Building a Modern Data Estate
Published 22 July 2021/Blog
Data, data, data. Data everywhere. Data from enterprise systems. External data. Customer data. People data. Data from social media channels. Raw data. Unstructured data. Semi-structured data. Is your organization able to unlock value from all these data sources? Can everyone in your organization access the real time data they need to make data-driven decisions at the right time? How mature and futureproof is your data strategy?
With the help of these questions, our partner TimeXtender has developed eight steps for how you can work even more data-driven and go from a data warehouse to a modern data estate.
Step 1: Define your goal in terms of data and analytics maturity
How mature is your organization in the area of data consumption? What do you want to achieve with your data estate in terms of analytics maturity? In the article ‘Take your Analytics Maturity to the Next Level’, Gartner cites that:
“In a recent Gartner survey, 87.5% of respondents had low data and analytics maturity, falling into ‘basic’ or ‘opportunistic’ categories.

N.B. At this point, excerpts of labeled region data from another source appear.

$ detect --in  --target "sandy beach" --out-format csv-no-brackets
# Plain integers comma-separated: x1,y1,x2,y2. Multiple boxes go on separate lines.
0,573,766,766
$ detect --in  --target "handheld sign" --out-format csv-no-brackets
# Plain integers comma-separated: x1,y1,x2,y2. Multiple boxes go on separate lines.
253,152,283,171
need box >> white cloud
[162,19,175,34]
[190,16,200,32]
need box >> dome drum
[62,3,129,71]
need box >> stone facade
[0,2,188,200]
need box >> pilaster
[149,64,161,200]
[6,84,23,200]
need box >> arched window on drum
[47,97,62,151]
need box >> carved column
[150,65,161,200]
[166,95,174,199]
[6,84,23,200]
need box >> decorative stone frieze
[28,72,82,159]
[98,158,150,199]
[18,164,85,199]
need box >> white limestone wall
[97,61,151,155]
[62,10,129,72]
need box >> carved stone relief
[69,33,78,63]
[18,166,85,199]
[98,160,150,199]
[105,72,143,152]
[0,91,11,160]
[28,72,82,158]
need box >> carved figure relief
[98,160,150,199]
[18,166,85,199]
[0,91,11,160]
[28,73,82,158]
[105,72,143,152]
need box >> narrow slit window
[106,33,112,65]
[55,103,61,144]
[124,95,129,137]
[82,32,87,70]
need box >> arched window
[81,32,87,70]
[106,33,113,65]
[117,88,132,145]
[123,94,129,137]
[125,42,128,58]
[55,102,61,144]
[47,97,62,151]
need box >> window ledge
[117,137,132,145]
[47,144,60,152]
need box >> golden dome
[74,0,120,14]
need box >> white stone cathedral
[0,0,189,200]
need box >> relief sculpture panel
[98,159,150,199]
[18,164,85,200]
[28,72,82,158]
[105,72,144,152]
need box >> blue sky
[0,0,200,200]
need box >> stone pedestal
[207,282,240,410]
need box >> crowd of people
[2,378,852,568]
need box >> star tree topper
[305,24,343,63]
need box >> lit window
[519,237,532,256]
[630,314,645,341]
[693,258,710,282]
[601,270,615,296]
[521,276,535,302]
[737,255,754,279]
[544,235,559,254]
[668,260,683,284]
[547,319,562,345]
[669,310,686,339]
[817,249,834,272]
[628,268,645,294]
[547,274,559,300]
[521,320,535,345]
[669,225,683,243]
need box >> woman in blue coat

Organizations at the basic level have business intelligence (BI) capabilities that are largely spreadsheet-based analyses and personal data extracts. Those in the opportunistic category have individual business units that pursue their own data and analytics initiatives as stand-alone projects, but there is no common structure across them.”
In this step you ask yourself what is currently working and what is not working. You describe the bottlenecks, pain points and the data silos in your organization. At the end of this step, you have a clear understanding of what you want to achieve, which pain points you are going to solve and where the low hanging fruit can be found.
Step 2: Define the business needs of today and the future
“In a competitive environment, where data can make or break a businesses’ competitive advantage, corporate success might very well be measured by the maturity of its enterprise data program” mentions the earlier cited article from Forbes.
In this step, it’s not about IT. It’s not about limitations, restrictions or data silos. It’s all about a laser focus on business requirements. When transforming your data warehouse into a modern data estate, the biggest mistake one can make is a replication of the existing environment into a new environment. You need to ask the right questions to every stakeholder involved, from sales to marketing and from HR to operations.
What do they want to measure? Where will their business be headed to in the future? What trends do they see? How will digital transformation impact data insights? An HR-leader wants to measure traditional KPI’s today, such as employee engagement, diversity or belonging. Trends in HR, such as the war on talent will however mean that HR needs insights into the individual skills and competencies of employees so that scarce skills can be quickly allocated to the most strategic projects. Following your tour of the business it’s time to prioritize these business needs, as you will want to start out small.
Step 3: Describe the core business and data processes
You’ve defined your goal in terms of data and analytics maturity. You’ve prioritized the business needs of all your stakeholders. Now it’s time to identify the data sources you have available – and which data you want to initially find a home in your data estate to respond to the highest priorities from your list from step 2. In this step, it is both about business processes and data processes since they are connected. You look at a certain data point, such as customer data, and then you define the relational data models. How is this customer data is used in your business processes? The same applies to transactions, products and more.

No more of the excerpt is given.